Study Report

Reference	Gregorio, S. P.,2005 PMID: 15820318
Citation	Gregorio, S. P., F. B. Mury, et al. (2005). Nogo CAA 3'UTR Insertion polymorphism is not associated with Schizophrenia nor with bipolar disorder. Schizophr Res 75(1): 5-9.
Disease Type	Bipolar Disorder & Schizophrenia
Study Design	case-control
Study Type	Candidate-gene association study
Sample Size	181 patients with schizophrenia, 98 patients with bipolar disorder and 427 controls
SNP/Region/Marker Size	1 polymorphism
Predominant Ethnicity
Population	Brazilian
Gender	Male/female:26/72 in BD patients ,105/76 in SZ patients and 249/178 in controls
Age Group	Adults : Mean age(SD)(year):44.7(13.7) in BD patients ,33.1(10.8) in SZ patients and 33.2(10.9) in controls

Sample Diagnosis	DSM
Sample Status	A total of 181 schizophrenic and 98 bipolar patients were included; all derived from the Institute of Psychiatry, Hospitaldas Clinicas, FMUSP, Brazil.

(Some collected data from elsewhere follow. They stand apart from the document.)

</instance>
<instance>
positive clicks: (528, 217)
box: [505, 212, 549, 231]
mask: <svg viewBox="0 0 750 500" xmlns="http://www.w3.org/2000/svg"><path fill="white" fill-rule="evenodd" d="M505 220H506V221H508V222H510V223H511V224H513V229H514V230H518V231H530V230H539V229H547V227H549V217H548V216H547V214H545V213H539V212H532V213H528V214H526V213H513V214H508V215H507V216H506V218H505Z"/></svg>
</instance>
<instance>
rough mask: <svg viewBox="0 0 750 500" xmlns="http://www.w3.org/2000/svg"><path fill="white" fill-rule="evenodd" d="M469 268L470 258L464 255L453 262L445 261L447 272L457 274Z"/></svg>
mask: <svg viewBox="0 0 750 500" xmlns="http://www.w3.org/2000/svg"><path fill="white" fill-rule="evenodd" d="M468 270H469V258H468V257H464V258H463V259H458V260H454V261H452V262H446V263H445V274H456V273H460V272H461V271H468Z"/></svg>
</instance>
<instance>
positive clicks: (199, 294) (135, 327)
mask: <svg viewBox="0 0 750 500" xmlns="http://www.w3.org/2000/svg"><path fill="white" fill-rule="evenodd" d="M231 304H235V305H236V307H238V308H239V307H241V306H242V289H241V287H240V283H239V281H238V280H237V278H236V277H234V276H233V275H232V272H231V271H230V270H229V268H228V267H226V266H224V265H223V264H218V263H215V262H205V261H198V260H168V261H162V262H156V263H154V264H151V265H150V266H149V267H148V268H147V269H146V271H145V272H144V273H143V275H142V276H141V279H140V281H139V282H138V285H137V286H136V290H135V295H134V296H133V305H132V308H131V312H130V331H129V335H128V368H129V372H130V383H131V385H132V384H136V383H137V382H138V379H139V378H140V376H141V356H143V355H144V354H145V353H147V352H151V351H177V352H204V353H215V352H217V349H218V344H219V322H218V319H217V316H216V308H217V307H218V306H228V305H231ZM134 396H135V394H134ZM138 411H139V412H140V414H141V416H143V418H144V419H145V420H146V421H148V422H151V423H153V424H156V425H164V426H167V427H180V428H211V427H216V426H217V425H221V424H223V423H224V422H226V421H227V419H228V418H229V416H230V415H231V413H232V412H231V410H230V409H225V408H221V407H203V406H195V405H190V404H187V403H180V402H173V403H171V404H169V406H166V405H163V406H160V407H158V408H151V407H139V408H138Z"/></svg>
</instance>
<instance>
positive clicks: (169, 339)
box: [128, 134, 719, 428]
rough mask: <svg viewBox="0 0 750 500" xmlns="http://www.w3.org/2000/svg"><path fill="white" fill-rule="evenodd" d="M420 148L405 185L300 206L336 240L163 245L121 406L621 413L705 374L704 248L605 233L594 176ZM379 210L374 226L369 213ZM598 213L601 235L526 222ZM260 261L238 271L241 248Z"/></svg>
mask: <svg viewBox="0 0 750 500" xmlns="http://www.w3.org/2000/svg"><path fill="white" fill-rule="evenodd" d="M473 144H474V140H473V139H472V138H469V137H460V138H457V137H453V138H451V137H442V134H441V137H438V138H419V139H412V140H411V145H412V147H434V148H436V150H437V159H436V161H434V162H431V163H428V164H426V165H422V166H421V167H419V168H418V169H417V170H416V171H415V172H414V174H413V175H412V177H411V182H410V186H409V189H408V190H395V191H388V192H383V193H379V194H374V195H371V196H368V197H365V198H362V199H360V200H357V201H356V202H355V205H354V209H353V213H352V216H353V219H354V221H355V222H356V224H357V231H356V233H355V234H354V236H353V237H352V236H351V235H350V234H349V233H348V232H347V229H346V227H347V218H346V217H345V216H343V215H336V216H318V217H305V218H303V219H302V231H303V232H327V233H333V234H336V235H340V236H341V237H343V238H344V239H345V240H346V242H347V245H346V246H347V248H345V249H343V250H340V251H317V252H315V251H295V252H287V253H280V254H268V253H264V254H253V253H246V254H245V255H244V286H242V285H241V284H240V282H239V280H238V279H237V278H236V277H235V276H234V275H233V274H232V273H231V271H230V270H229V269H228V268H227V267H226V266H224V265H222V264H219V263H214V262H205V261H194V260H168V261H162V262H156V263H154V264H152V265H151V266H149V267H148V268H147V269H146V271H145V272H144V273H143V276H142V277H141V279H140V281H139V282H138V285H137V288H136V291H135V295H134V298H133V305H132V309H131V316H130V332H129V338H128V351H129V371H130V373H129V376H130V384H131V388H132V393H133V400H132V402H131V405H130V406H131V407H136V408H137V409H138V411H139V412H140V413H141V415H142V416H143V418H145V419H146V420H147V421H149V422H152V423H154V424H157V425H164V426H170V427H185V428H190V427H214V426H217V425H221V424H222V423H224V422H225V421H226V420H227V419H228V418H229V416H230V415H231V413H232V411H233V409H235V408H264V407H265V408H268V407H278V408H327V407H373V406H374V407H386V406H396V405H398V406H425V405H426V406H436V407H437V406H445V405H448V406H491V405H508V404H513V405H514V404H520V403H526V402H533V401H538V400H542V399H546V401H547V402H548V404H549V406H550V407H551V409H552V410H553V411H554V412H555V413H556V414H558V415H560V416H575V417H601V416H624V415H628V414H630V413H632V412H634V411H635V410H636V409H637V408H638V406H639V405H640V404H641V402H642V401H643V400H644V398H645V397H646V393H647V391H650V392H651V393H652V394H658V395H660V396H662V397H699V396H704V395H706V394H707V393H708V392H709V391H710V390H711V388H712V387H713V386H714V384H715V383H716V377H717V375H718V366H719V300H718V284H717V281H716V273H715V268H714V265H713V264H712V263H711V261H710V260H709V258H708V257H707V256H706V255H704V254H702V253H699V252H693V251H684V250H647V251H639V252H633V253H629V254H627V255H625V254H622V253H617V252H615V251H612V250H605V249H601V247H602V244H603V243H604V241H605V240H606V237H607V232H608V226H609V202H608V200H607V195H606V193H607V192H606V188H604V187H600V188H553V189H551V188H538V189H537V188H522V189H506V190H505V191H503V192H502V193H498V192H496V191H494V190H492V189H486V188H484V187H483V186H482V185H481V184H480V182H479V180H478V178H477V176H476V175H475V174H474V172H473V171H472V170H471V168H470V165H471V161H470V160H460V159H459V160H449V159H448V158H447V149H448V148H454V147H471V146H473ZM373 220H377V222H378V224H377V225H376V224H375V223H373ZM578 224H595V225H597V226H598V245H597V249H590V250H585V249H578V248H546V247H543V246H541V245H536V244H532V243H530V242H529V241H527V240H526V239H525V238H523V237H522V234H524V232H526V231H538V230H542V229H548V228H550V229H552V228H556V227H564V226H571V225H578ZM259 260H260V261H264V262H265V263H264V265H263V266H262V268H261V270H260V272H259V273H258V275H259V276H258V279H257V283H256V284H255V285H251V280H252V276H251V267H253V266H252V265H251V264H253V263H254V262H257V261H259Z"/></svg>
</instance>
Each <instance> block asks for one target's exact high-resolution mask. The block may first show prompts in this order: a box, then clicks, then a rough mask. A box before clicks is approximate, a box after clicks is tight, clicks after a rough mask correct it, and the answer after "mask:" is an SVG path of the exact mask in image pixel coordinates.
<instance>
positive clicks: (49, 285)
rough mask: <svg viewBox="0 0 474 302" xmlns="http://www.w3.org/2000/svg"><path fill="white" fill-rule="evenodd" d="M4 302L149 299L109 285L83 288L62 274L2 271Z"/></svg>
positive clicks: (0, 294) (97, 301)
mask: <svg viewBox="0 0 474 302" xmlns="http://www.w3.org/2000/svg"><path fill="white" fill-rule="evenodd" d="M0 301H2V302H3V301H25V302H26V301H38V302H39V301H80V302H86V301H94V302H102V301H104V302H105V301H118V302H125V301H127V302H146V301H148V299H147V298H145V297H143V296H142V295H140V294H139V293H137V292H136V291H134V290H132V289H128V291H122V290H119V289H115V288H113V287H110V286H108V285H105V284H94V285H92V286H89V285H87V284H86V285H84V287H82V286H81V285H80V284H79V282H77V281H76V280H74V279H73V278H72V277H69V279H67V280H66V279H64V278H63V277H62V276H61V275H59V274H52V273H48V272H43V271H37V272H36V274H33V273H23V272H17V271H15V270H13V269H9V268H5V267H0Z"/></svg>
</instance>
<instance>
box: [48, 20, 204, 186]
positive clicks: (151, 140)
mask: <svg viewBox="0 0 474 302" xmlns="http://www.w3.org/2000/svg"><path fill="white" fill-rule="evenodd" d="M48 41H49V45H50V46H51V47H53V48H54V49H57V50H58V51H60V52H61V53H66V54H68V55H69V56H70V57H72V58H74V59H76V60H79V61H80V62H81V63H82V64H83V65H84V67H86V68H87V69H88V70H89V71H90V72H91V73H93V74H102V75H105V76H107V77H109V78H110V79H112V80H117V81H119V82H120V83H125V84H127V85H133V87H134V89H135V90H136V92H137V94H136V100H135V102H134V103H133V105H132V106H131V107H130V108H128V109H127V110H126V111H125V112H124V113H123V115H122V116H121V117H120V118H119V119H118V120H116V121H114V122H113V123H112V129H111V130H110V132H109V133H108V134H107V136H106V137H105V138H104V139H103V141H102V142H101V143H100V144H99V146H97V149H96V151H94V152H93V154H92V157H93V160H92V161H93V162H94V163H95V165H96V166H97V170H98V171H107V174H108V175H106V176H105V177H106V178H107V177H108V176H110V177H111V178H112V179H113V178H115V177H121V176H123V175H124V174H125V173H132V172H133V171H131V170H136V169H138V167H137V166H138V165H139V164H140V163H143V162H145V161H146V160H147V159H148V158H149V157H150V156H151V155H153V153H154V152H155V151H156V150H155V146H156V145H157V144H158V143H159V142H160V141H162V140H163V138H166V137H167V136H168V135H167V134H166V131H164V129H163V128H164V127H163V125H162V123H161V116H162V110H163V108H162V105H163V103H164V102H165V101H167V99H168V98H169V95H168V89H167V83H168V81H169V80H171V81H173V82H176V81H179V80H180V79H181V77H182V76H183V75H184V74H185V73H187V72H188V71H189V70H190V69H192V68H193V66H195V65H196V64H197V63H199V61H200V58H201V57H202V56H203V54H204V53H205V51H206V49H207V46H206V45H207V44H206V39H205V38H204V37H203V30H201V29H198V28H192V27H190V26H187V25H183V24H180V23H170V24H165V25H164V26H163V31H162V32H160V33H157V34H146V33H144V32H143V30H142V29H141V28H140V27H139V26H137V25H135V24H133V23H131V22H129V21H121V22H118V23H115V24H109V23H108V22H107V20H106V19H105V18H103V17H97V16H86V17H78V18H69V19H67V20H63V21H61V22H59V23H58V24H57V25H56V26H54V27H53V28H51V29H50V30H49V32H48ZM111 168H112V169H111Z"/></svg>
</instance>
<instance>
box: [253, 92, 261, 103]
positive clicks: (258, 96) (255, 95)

Diagnoses were made through structured interviews based on DSM-IV for SCZ and on DSMIII-R for BPD (as the collection of BPD samples started much earlier). Controls were composed of 427 individuals, from the blood bank of the same hospital,without previous history of personal or familial psychiatric disorders, together with a small subset of samples, included to reinforce the representation of the Asiatic group (9 samples from Kazakhstan) and to include some Native Americans (10 samples from San Martin, Peru). Patients and controls signed an informed consent form, previously approved by the ethics committee of our institution.Clinical data assessed by Positive and Negative Syndrome Scale (PANSS - Kay et al., 1987), age of disease onset, schizophrenia subtype and familiar history of psychosis were obtained for schizophrenic patients and considered for endophenotype analysis. These clinical data were not available for bipolar patients. The ancestry of the CAA insertion event was studied using DNA from old world (Pan troglodytes and Papio hamadryas) and new world (Saimiri sp., Brachyteles arachnoides and Alouatta fusca) primates. Samples from Old-world monkeys as well as Saimiri were obtained from Coriell Cell Repositories while the remaining came from the DNA Bank from the Department of General Biology of Universidade Federal de Minas Gerais.
Technique	PCR
Statistical Method	chi-squares tests
Result Summary	Our results indicate that the polymorphism is not associated with any of these diseases, but has a remarkably biased distribution in ethnic groups. Genotyping of primate samples, suggest that this polymorphism is a recent event in human speciation.